Lindorm Spark node - DataWorks - Alibaba Cloud Documentation Center

DataWorks allows you to use Lindorm Spark nodes to develop and periodically schedule Lindorm Spark tasks. This topic describes how to use a Lindorm Spark node to develop a task.

Background information

Lindorm is a distributed computing service based on a cloud native architecture. It supports Community Edition computing models and Apache Spark and is in-depth integrated with the features provided by the Lindorm storage engine. Lindorm can use the underlying data storage features and indexing capabilities to efficiently complete distributed jobs. Lindorm meets computing requirements in various scenarios, such as massive data processing, interactive analytics, machine learning, and graph computing.

Prerequisites

(Required if you use a RAM user) The RAM user that you want to use to develop tasks is added to the required workspace and is assigned the Development or Workspace Administrator role. The Workspace Administrator role has extensive permissions, and we recommend that you assign this role to the RAM user only when necessary. For more information about how to add a member to a workspace and grant permissions to the member, see Add workspace members and assign roles to them.
Note
If you use an Alibaba Cloud account, ignore this prerequisite.
A Lindorm instance is created and associated with the required workspace as a computing resource. For more information, see Add a Lindorm computing resource.

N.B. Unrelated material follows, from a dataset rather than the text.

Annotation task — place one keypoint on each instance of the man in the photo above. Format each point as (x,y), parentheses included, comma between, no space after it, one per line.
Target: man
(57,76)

Create a Lindorm Spark node

For information about how to create a Lindorm Spark node, see Create a Lindorm Spark node.

Configure the Lindorm Spark node

On the configuration tab of the Lindorm Spark node, you can configure the node by using a JAR package or .py file based on the language type (such as Java, Scala, and Python).

Configure the Lindorm Spark node in Java or Scala

In the following example, the sample program SparkPi is used to describe how to configure and use a Lindorm Spark node.

Upload a JAR package

You must upload a sample JAR package to LindormDFS and copy the storage location of the JAR package so that you can run the JAR package in node configuration.

Prepare a sample JAR package.
Download the sample JAR package spark-examples_2.12-3.3.0.jar to your computer.
Upload the JAR package to LindormDFS.
1. Log on to the Lindorm console. In the top navigation bar, select a desired region. Find the Lindorm instance that you created on the Instances page.
2. Click the name of the instance in the Instance ID/Name column to go to the instance details page.
3. In the left-side navigation pane, click Compute Engine.
4. On the Job Management tab of the Compute Engine page, click Upload Resource.
5. On the xxx page, click the dashed line box area for uploading, find and open the JAR package resource you downloaded.
6. Click Upload.
Copy the storage path of the sample JAR package.
On the Job Management tab, find the JAR package that you uploaded below Upload Resource. Click the icon to the left of the package to copy the storage path of the JAR package in LindormDFS.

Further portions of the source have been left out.